Autonomia e rappresentanza politica - di Andrea Montagni

In queste elezioni, anche in quelle comunali, la rigidità delle nostre regole sulle candidature ha fatto sì che si accentuasse lo iato tra rappresentanza politica e militanti del movimento operaio. Chi tra i nostri componenti di AG di categoria o confederale si è candidato, qualunque sia stato l’esito della sua candidatura, è stato “condannato” ad un anno di sospensione degli organismi congressuali a qualsiasi livello!

Siamo convinti che il socialismo e la lotta di classe restano il nocciolo della nostra interpretazione delle dinamiche sociali: possiamo limitarci a sostenere le posizioni di autonomia e di indipendenza che condividiamo?

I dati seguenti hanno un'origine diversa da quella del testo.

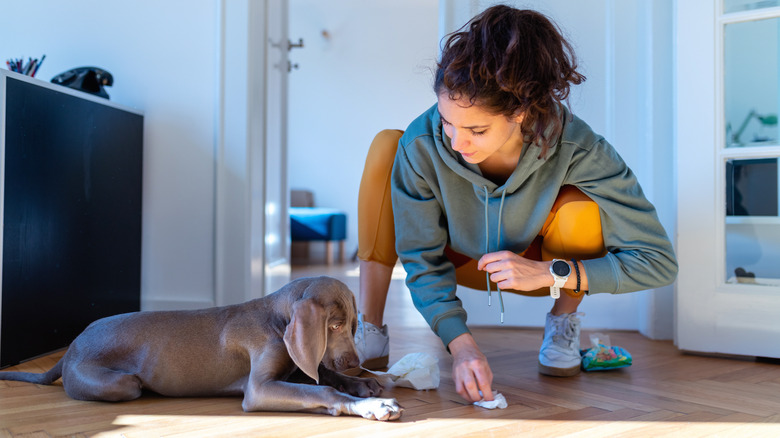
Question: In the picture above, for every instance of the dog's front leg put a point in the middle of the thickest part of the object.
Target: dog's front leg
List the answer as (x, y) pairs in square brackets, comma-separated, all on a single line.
[(357, 386), (275, 395)]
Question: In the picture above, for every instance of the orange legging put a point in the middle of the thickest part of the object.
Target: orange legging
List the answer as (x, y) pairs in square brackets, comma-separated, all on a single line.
[(572, 229)]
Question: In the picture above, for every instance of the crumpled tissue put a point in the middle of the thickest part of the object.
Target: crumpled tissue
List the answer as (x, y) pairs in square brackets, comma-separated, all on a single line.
[(499, 401), (415, 370)]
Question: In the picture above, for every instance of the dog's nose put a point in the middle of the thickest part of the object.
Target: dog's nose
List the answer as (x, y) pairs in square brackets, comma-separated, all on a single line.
[(354, 361)]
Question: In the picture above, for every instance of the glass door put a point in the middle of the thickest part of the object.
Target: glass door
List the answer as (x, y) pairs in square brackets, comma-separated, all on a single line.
[(728, 80)]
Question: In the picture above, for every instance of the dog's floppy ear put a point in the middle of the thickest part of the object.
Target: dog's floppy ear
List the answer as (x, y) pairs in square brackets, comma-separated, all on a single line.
[(306, 336)]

Sono 20 anni ormai che le esigenze della rappresentanza politica appaiono sempre più lontane dai bisogni delle persone o non sono comunque avvertite come sensibili rispetto ai problemi quotidiani. La protesta contro il ‘sistema’ raccoglie consensi anche tra i lavoratori, financo tra gli iscritti, fornendo importanti (e preoccupanti) indicazioni sul piano popolare. Lo scenario è quello del populismo diffuso, seppur con varie gradazioni. In questo scenario prima la Lega, poi i 5 stelle, ora la destra neofascista hanno inciso sull’elettorato popolare, quello che non si è spinto via via sulla strada dell’astensione.

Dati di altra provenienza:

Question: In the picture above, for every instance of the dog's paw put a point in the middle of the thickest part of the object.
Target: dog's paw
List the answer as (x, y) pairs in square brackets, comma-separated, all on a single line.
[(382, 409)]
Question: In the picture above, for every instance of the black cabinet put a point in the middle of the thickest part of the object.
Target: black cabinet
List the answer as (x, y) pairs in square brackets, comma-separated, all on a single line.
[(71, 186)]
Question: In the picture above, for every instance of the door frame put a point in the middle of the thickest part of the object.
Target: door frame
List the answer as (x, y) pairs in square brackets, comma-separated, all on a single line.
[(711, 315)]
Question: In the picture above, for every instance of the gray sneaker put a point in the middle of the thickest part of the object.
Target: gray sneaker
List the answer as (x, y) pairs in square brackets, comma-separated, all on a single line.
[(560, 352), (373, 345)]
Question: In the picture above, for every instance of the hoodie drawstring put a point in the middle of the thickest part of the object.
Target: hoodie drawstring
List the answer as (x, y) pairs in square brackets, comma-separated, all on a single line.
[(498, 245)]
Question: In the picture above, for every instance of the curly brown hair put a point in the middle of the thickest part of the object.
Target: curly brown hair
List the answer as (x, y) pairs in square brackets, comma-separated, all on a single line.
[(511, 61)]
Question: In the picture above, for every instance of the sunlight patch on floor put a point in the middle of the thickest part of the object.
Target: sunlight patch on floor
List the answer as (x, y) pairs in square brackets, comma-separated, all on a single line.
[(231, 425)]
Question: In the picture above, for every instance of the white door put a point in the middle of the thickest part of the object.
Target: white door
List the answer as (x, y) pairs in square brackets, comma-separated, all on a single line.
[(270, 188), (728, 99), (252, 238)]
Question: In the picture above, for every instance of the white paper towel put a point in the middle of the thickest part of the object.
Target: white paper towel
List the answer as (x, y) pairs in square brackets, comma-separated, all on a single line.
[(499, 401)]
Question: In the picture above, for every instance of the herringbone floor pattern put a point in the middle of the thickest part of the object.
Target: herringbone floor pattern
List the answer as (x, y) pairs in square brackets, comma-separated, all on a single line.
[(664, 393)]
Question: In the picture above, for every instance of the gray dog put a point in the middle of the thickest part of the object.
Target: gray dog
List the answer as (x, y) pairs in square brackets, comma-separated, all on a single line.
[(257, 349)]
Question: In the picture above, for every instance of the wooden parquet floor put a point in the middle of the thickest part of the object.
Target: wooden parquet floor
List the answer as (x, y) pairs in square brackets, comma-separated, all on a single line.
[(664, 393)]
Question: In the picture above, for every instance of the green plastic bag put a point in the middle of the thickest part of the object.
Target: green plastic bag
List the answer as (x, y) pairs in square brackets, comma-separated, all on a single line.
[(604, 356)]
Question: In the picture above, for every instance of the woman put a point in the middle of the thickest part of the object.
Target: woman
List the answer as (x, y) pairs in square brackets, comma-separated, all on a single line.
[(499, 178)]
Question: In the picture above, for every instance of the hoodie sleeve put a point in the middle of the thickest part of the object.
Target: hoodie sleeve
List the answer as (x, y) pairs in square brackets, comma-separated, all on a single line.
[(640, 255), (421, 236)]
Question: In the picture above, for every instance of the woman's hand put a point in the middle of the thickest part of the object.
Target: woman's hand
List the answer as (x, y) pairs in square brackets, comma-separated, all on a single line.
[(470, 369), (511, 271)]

La mancanza di partiti di riferimento è una difficoltà per chi voglia riaffermare che la classe lavoratrice si deve riorganizzare in un partito che si batta per la trasformazione sociale, che sia radicato nei luoghi di lavoro e nella società e che abbia col sindacato un rapporto fecondo come quello che ebbero, nel secolo passato, comunisti, socialisti unitari e socialisti di sinistra con la CGIL.

I quadri sindacali non dovrebbero essere indifferenti alla lotta per la ricostruzione di una sinistra politica internazionalista.